One cannot help but talk about the global reaction displayed by other countries towards Russia due to the geopolitical conflict. As Europe entered 2020 with a severe energy crisis, several aluminium smelters had to shut down operations. Aluminium is a critical metal for the European Union; it earns them major export revenues. Therefore, now Europe, already suffering from an energy crisis, did not impose any sanctions on Russia and strategically avoided banning Russian energy resources. North America has also resorted to this motion and is now considering banning the import of Russian aluminium.

While countries have stopped trade with Russia in different sectors, the aluminium industry still seems to hold its fort. LME is maintaining its policy of not forestalling official sanctions. China has also not imposed any sanctions on Russian aluminium. Many believe it has something to do with the Rusal sanctions four years ago in 2018 that impacted the supply chain globally.

In 2018, when the US imposed a stringent sanction on Rusal, aluminium prices hiked up 10%, and the global trade flow was affected. A similar thing happened this time, too. Aluminium prices spiked 7 per cent after the report of the US ban on Russian aluminium supplies. However, the hike did not last long.

Impact of global conflict on aluminium prices:

The Russia-Ukraine tension had significantly driven up aluminium prices, when in early March 2022, the price was US$ 4,000 per tonne of aluminium, which rose from US$ 3,224 in February 2022. However, in May 2022, the prices came down to US$ 3,300 per tonne due to heavy demand. Even then, it was 40 per cent higher than last year. Recently, the prices have fallen further.

It is quite evident that there are a lot of uncertainties on the price front. Aluminium has literally gone from boom to bust within a really quick time. As experts rightly observe, the entire non-ferrous basket is bracing for a “downturn of a different kind.”

What has been the effect on European aluminium so far?

Needless to say, the geopolitical tension did cast its shadow on the Russian aluminium industry. Rusal, the largest aluminium producer in Russia, ceased production around the Black Sea and its refineries in Mykolaiv, Ukraine. The company has cited logistical issues for stopping the operations. According to sources, this refinery produced 1.75 million tons of alumina annually. The fate of this refinery largely depends on the course taken by the geopolitical conflict. Due to this, the shares of the company continue to plummet.

What lies ahead of the geopolitical conflict?

Despite the multitude of rounds of negotiations, the two countries have not been able to find a middle ground, which has only heightened the tension. Amidst this, the question that keeps aluminium industry experts awake is what is in store for aluminium in the future.

Among non-ferrous metals, aluminium has definitely suffered. However, the temporary bottleneck opened new avenues for domestic alumina production.

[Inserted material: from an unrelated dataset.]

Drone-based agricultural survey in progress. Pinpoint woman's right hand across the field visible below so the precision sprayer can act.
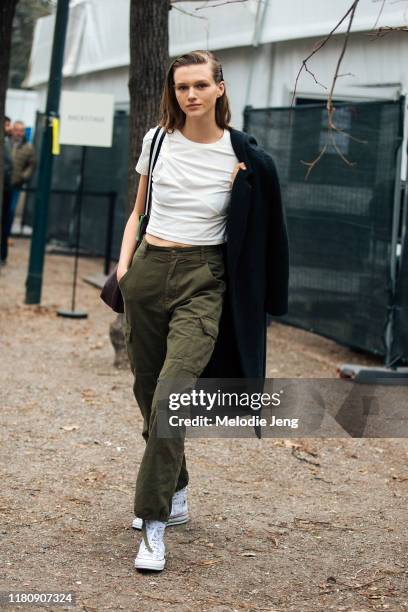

It can be viewed as a silver lining, where countries that heavily depended on exports are now producing aluminium, giving rise to employment, decreasing import costs, and lowering the alumina price.

On the other hand, it is assumed that China, which produces 38.5 million tonnes of aluminium yearly (as per 2021 production data), will take over and fill in the gaps. Based on this belief, Chinese exports can reinstate the balance in the global aluminium industry.

In the end:

As the geopolitical conflict has been going on for almost nine months, on humanitarian grounds, the world is eagerly looking toward a peaceful negotiation between Russia and Ukraine. The aluminium industry, too, is not an exception. Every stakeholder in the value chain is anxiously waiting for a truce so the prices, supply, and demand stabilise. After all, for any industry to thrive, there must prevail a conducive geopolitical environment. With economies falling apart in one part of the globe, the rest cannot prosper over the long term. The present looks not so encouraging. Only time will tell how things unfold in the future and what is in store for the global aluminium industry.